On-chain detective ZachXBT has identified the perpetrator who siphoned off $40 million from a US government wallet. The address was used for storing confiscated funds.
In case you are curious how John Daghita (Lick) was able to steal $40M+ from US government seizure addresses.
John’s dad owns CMDSS, which currently has an active IT government contract in Virginia.
CMMDS was awarded a contract to assist the USMS in managing/disposing of… https://t.co/lzR2a1aidA pic.twitter.com/PV0IkSuhVy
— ZachXBT (@zachxbt) January 25, 2026
The culprit was identified as a user with the nickname John “Lick” Daghita, the son of Dean Daghita, CEO of CMDSS.
In October 2024, this firm secured a contract from the US Marshals Service to manage and dispose of confiscated cryptocurrencies classified as “Class 2-4.” This category includes coins not listed on major centralized exchanges.
Investigation
ZachXBT’s attention was drawn to a video recording of a conflict in a Telegram chat. A user named Lick was attempting to prove his financial superiority to opponents.
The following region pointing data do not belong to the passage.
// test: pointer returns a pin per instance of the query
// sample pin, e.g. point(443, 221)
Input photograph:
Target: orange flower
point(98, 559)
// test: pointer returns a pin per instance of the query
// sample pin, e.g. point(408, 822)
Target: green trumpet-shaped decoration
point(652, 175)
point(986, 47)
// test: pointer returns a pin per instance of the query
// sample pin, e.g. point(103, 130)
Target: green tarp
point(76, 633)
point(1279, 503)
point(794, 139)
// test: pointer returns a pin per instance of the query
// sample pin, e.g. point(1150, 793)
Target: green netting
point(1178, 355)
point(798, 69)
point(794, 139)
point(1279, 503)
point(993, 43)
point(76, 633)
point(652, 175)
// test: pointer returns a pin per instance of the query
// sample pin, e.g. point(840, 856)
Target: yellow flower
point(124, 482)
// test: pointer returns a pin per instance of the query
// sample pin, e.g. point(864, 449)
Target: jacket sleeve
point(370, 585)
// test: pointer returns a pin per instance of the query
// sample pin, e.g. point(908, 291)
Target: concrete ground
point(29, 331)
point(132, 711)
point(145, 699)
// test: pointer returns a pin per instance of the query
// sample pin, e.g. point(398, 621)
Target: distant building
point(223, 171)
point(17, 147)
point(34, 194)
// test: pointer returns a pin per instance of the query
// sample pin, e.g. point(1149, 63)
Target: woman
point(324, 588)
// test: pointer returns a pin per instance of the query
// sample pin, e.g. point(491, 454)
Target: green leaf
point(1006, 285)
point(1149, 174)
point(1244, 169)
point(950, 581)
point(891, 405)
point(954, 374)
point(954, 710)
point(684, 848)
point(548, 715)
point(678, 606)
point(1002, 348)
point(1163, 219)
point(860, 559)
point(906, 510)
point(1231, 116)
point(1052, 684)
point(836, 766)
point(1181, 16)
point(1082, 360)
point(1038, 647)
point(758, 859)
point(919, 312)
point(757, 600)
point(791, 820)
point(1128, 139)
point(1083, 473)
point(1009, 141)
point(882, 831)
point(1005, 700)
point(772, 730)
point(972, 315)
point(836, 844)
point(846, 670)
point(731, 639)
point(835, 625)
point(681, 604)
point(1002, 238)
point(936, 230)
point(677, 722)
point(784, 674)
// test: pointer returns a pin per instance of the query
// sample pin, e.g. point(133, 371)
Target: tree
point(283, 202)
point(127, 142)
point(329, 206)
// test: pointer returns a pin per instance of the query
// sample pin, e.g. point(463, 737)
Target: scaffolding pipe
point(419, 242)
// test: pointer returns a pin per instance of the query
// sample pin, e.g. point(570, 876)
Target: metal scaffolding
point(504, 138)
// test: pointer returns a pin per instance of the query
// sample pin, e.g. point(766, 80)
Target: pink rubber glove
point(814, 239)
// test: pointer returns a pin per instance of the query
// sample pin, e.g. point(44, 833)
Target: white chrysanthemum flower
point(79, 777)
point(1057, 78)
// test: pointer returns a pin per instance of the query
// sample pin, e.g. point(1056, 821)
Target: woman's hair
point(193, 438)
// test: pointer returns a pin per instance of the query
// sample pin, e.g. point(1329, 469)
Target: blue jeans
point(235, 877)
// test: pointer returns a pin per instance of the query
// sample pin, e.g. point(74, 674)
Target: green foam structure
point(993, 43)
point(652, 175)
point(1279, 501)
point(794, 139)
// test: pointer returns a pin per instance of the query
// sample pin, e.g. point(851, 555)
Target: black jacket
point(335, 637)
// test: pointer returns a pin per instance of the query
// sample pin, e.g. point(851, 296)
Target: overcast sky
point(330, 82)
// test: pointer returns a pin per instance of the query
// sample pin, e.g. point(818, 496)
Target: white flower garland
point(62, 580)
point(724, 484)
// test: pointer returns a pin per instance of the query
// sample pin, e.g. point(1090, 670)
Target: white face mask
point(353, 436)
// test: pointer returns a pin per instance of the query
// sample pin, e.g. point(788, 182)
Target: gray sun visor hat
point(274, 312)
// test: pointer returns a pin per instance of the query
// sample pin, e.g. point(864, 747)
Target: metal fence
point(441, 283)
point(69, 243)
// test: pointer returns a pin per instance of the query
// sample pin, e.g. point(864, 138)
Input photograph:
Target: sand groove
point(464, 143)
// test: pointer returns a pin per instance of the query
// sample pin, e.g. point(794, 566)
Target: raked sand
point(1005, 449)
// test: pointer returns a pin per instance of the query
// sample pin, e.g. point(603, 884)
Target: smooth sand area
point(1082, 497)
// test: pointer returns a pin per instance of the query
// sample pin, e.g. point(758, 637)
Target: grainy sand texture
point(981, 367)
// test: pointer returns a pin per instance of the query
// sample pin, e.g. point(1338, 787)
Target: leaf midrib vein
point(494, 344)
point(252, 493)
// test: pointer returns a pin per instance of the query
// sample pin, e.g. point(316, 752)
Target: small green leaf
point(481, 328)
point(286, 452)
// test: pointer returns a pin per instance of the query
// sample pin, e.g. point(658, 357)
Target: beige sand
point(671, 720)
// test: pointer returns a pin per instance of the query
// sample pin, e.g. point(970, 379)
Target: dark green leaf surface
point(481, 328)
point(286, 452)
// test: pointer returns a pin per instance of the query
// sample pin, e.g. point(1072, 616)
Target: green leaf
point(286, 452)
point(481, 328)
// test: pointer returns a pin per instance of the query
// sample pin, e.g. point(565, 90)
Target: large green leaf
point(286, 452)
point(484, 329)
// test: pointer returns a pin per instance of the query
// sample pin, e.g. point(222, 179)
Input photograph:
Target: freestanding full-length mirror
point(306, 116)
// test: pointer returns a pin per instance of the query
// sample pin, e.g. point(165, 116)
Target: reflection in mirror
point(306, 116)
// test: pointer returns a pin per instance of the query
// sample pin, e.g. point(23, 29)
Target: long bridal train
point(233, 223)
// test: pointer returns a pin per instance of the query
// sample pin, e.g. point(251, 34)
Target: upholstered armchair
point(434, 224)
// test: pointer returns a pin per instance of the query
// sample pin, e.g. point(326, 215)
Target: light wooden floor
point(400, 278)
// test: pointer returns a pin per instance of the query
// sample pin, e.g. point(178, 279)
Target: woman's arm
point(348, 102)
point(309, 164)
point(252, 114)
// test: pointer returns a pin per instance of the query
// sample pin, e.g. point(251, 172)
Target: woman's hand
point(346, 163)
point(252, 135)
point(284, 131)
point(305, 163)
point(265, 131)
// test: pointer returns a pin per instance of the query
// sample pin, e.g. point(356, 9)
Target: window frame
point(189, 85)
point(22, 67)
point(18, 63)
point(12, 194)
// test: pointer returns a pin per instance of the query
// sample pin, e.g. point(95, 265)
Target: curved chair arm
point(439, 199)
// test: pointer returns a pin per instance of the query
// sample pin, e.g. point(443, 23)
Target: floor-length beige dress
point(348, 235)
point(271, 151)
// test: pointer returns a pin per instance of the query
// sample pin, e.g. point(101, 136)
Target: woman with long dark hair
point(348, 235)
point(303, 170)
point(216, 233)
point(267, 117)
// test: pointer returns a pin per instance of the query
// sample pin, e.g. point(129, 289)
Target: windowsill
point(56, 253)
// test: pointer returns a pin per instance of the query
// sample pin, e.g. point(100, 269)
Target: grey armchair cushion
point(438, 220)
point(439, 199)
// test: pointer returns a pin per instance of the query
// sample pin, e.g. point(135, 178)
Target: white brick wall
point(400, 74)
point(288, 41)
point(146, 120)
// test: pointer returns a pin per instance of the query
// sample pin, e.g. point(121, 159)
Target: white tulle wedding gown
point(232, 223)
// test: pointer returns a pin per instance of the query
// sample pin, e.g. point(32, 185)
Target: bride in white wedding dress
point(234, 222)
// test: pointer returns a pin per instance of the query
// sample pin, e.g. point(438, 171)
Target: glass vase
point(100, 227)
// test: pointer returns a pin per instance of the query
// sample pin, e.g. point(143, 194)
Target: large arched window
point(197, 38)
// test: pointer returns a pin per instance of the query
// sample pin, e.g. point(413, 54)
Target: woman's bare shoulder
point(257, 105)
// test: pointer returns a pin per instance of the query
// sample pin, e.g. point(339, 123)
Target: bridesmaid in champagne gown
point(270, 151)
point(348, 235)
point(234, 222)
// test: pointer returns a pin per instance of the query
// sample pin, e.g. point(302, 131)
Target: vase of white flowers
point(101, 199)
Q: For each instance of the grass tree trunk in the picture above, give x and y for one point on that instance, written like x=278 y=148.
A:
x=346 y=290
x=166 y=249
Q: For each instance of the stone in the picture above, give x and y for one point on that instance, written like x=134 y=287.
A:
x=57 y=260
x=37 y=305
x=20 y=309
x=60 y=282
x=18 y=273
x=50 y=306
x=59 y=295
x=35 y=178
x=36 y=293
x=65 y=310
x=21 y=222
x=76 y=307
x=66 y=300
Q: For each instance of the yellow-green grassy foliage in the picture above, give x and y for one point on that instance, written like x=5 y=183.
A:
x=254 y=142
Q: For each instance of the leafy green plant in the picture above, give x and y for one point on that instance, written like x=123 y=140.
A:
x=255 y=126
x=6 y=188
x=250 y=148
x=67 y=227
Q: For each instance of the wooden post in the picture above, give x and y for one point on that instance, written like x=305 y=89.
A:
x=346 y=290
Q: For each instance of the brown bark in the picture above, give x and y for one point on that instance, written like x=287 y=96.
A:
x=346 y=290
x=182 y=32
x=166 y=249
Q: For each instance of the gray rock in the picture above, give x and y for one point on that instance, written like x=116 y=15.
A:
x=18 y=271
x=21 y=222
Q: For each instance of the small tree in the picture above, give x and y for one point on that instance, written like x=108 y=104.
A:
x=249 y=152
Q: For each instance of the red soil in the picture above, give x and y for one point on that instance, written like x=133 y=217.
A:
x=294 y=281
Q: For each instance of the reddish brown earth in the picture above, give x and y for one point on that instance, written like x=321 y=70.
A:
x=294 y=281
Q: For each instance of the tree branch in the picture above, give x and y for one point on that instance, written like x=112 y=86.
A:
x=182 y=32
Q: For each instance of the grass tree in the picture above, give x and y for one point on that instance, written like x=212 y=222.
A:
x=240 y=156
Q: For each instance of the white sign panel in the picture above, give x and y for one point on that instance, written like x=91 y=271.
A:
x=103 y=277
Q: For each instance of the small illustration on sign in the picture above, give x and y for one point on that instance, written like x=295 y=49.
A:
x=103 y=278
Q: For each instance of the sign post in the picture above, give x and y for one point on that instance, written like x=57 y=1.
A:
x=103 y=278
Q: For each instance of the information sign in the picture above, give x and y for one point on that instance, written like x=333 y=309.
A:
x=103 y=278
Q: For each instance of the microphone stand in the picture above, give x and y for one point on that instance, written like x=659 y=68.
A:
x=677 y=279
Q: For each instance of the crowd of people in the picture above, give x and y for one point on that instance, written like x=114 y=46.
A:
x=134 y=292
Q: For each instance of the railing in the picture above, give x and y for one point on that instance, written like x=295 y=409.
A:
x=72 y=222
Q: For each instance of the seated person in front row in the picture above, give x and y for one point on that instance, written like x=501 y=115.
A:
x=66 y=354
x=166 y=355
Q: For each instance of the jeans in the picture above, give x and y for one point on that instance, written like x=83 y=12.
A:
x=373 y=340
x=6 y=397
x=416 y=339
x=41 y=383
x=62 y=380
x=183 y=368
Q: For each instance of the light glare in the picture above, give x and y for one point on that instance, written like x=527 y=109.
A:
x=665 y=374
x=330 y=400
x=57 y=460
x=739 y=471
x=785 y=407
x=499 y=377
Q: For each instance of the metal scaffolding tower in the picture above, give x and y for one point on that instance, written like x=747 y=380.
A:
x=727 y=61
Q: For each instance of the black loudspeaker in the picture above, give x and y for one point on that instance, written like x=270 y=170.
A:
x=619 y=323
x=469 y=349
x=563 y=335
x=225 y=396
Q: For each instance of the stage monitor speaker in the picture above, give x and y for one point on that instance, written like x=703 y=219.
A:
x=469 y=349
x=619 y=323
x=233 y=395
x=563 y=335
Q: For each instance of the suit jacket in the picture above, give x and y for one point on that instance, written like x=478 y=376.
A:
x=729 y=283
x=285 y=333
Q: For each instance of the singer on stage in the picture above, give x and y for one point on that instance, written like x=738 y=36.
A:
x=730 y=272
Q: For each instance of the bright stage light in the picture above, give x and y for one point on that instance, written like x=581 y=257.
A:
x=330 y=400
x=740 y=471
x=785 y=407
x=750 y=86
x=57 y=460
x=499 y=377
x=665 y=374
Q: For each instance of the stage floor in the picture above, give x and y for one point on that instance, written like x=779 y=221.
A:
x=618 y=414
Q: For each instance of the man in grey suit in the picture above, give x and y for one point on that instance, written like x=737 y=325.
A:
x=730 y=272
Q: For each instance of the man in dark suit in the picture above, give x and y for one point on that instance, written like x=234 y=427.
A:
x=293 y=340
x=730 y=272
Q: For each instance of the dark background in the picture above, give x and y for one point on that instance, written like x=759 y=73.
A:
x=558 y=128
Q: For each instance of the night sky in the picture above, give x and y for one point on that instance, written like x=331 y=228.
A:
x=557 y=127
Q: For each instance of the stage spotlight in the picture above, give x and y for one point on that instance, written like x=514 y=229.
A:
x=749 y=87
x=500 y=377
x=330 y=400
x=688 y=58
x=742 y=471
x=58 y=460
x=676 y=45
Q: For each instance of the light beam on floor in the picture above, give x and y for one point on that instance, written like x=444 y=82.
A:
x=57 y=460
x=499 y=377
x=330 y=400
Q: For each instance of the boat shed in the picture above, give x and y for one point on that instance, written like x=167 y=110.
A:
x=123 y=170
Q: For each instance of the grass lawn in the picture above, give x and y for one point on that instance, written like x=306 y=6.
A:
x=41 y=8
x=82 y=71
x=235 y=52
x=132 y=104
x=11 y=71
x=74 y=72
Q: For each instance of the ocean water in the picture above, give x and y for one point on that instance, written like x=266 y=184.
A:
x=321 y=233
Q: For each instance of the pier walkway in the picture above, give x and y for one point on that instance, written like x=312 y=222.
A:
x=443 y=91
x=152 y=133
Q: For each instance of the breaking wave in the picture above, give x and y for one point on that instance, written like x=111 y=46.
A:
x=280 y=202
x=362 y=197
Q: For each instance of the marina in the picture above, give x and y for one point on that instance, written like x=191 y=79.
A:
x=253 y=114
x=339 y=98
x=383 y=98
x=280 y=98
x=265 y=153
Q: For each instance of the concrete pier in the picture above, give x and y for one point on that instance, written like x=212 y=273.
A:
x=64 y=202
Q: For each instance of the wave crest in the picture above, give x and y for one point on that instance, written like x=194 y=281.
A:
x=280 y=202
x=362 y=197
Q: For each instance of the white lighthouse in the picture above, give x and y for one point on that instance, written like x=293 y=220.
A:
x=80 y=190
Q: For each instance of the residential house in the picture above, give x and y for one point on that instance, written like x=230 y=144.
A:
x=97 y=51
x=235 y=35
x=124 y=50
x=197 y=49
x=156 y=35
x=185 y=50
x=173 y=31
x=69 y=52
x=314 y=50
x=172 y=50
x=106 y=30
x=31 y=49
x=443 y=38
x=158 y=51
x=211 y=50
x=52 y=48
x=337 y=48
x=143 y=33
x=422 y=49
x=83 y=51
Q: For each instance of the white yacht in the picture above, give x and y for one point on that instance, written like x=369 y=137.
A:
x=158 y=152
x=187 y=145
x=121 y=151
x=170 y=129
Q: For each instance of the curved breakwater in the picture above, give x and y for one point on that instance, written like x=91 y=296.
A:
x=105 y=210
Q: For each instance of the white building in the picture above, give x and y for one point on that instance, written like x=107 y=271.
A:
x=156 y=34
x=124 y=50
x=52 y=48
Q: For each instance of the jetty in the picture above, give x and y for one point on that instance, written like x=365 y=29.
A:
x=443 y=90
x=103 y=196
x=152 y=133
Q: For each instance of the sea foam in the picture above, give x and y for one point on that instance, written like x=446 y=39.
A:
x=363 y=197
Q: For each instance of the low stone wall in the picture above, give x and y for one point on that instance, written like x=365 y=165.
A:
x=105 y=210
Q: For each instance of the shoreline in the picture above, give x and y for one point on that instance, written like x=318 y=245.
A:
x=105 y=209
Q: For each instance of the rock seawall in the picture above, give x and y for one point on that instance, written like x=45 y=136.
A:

In the screen recording, the suspect displayed an Exodus wallet, which held approximately $2.3 million on its TRON address. Subsequently, in real time, John Daghita revealed another address on the Ethereum network, transferring $6.7 million to it.
3/ In part 1 of the recording Dritan mocks John however John screenshares Exodus Wallet which shows the Tron address below with $2.3M:
TMrWCLMS3ibDbKLcnNYhLggohRuLUSoHJg pic.twitter.com/jvcjIVEpaE— ZachXBT (@zachxbt) January 23, 2026
By the end of the conflict, one wallet had accumulated $23 million.
The on-chain detective linked these funds to the address 0xc7a2. In March 2024, $24.9 million was transferred to it from a government account holding confiscated Bitfinex assets.
ZachXBT reported the theft of approximately $20 million back in October of that year. Most of the funds were returned within a day, but $700,000, withdrawn through exchanges, could not be traced or recovered.
Another address belonging to Lick was linked by the expert to inflows of $63 million from suspected victims and government seizure addresses in the fourth quarter of 2025.
8/ 0xd8bc is tied to $63M+ inflows from suspected victims and government seizure addresses in Q4 2025.
Dec 2025
$13.5M
0x77a722bf33787c3512d0f4fc36412140057f4223
$15.4M
0xf51b044f998277b17467cd713d72b403e16fad48
Nov 2025
$3M
TACZPnbg2Fi2ppC3cGxQxZb95SqwAZVAw9
$1M… pic.twitter.com/3BjyLGXYhP— ZachXBT (@zachxbt) January 23, 2026
Fraudster’s Reaction
ZachXBT published the Telegram account identifier of the perpetrator, after which he promptly deleted all his NFT names and changed the display name in his profile.
Later, Daghita sent the on-chain detective $20 in ETH from one of the wallets linked to the theft.
Amid the uproar, the company’s website, as well as its pages on X and LinkedIn, were deactivated. The subject of the investigation started a Telegram channel.
Update: John Daghita (Lick) began trolling again on Telegram shortly after my post pic.twitter.com/iDHX5QpRcE
— ZachXBT (@zachxbt) January 25, 2026
ZachXBT also shared photos of John Daghita flaunting expensive watches and cars.
Only the son flexes watches / cars / pj pic.twitter.com/TW0HJYbhbn
— ZachXBT (@zachxbt) January 25, 2026
Back in December, the on-chain detective tracked a fraudster who stole over $2 million in a year using social engineering techniques.